For Laxman, giving up his core forte of cinematography for his debut Hindi film was not an easy decision. But he eventually relinquished the responsibility for his friend Milind Jog. "It was difficult but sometimes, you have to control yourself. I had taken the responsibility of both direction and cinematography for my last Marathi film but this time, it was an outdoor location with close to 15 actors, so I had a sense that managing both would be a daunting task. There was a possibility that it could have spoiled both, and then later thought it prudent to solely focus on my direction and storytelling.” Laxman believes performances and graph of a story are the real takeaways, as no one remembers the technical aspects of a film after it is over.

The director is candid enough to admit that both his Marathi films despite getting critical acclaim and awards, failed to make any dent at the box office. He also says that normally, when directors make their debut in Hindi films after having crossed over from regional cinema, they remake their own films in most cases. But it was not possible in his case as none of his films had worked at the box office. He believes that the box office collection of a film is the be all and end all for every filmmaker. “I think every film industry is about box office numbers. If films fail to run at the box office, how will other films be made? A film getting a critical acclaim or award is one thing but every director and producer, from the bottom of their heart, always wishes their films to do well at the box office.”

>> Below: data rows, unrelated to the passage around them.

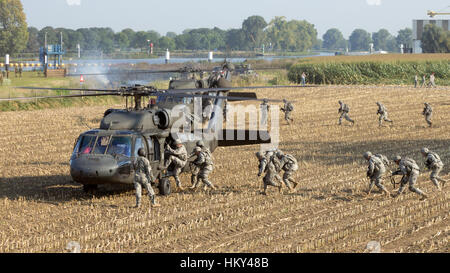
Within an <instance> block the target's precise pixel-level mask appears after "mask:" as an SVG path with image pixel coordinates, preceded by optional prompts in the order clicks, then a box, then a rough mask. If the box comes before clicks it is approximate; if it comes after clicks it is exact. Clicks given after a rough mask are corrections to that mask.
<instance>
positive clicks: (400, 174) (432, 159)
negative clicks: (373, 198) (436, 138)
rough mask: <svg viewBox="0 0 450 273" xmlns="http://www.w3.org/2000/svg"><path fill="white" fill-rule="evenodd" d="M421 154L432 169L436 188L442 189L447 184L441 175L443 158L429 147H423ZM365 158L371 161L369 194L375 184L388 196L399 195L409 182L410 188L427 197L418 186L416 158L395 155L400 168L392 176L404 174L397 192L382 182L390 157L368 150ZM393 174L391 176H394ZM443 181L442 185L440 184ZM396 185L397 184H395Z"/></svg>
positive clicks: (369, 185)
mask: <svg viewBox="0 0 450 273" xmlns="http://www.w3.org/2000/svg"><path fill="white" fill-rule="evenodd" d="M421 154H422V156H423V157H425V158H426V161H425V166H426V167H427V168H428V169H429V170H431V175H430V180H431V182H433V184H434V185H435V186H436V188H437V189H438V190H439V191H441V190H442V186H444V185H445V182H446V181H445V180H444V179H442V178H440V177H439V174H440V172H441V171H442V168H443V167H444V164H443V163H442V160H441V158H440V157H439V155H438V154H436V153H435V152H432V151H430V150H429V149H428V148H422V149H421ZM364 158H365V159H366V160H367V161H368V162H369V166H368V169H367V177H368V178H369V179H370V185H369V191H368V193H367V194H368V195H370V193H371V191H372V189H373V186H374V185H375V186H377V187H378V188H379V189H380V190H381V191H382V192H384V193H385V194H386V195H387V196H392V197H394V198H395V197H397V196H399V195H400V194H402V193H403V191H404V190H405V187H406V185H407V184H409V190H410V191H412V192H414V193H416V194H418V195H420V196H421V200H424V199H426V198H427V197H428V196H427V194H426V193H425V192H423V191H422V190H420V189H419V188H417V187H416V183H417V179H418V178H419V175H420V168H419V166H418V165H417V163H416V161H414V159H411V158H409V157H403V158H402V157H401V156H395V157H394V159H393V161H394V162H395V164H397V165H398V170H396V171H394V172H392V176H395V175H402V179H401V181H400V188H399V189H398V191H397V192H395V193H393V194H391V193H390V192H389V191H388V190H387V189H386V187H385V186H384V185H383V184H382V179H383V176H384V174H385V173H386V167H387V166H388V165H390V162H389V160H388V158H387V157H386V156H384V155H382V154H375V155H374V154H372V153H371V152H366V153H365V154H364ZM392 176H391V178H392ZM439 182H442V186H441V185H440V184H439ZM394 187H395V184H394Z"/></svg>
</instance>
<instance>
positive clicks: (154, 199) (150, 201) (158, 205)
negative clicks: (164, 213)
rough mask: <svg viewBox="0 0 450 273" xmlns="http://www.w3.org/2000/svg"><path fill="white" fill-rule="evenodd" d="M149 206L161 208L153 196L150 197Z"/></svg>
mask: <svg viewBox="0 0 450 273" xmlns="http://www.w3.org/2000/svg"><path fill="white" fill-rule="evenodd" d="M150 204H151V207H152V208H159V207H161V205H160V204H158V203H156V201H155V195H152V196H150Z"/></svg>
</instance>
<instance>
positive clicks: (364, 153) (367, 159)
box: [363, 152, 372, 160]
mask: <svg viewBox="0 0 450 273" xmlns="http://www.w3.org/2000/svg"><path fill="white" fill-rule="evenodd" d="M363 156H364V158H365V159H367V160H369V159H370V158H371V157H372V153H371V152H365V153H364V155H363Z"/></svg>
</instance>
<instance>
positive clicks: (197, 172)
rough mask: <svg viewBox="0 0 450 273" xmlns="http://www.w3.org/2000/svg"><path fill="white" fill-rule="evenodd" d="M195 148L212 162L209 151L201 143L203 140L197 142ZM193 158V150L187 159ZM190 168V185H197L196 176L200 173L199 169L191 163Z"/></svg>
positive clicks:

Despite the friendly mannerism, the director is a no-nonsense person on the sets and believes in taking charge of things. “I have a dominating personality on my film sets and if I want something, it might as well be there on the set. When you are dominant, it basically speaks of your confidence. I have directed before and there was no such pressure on me. Also, I was not working with any senior actor. Both Kriti and Kartik are intelligent and fab actors, and made my job easy.”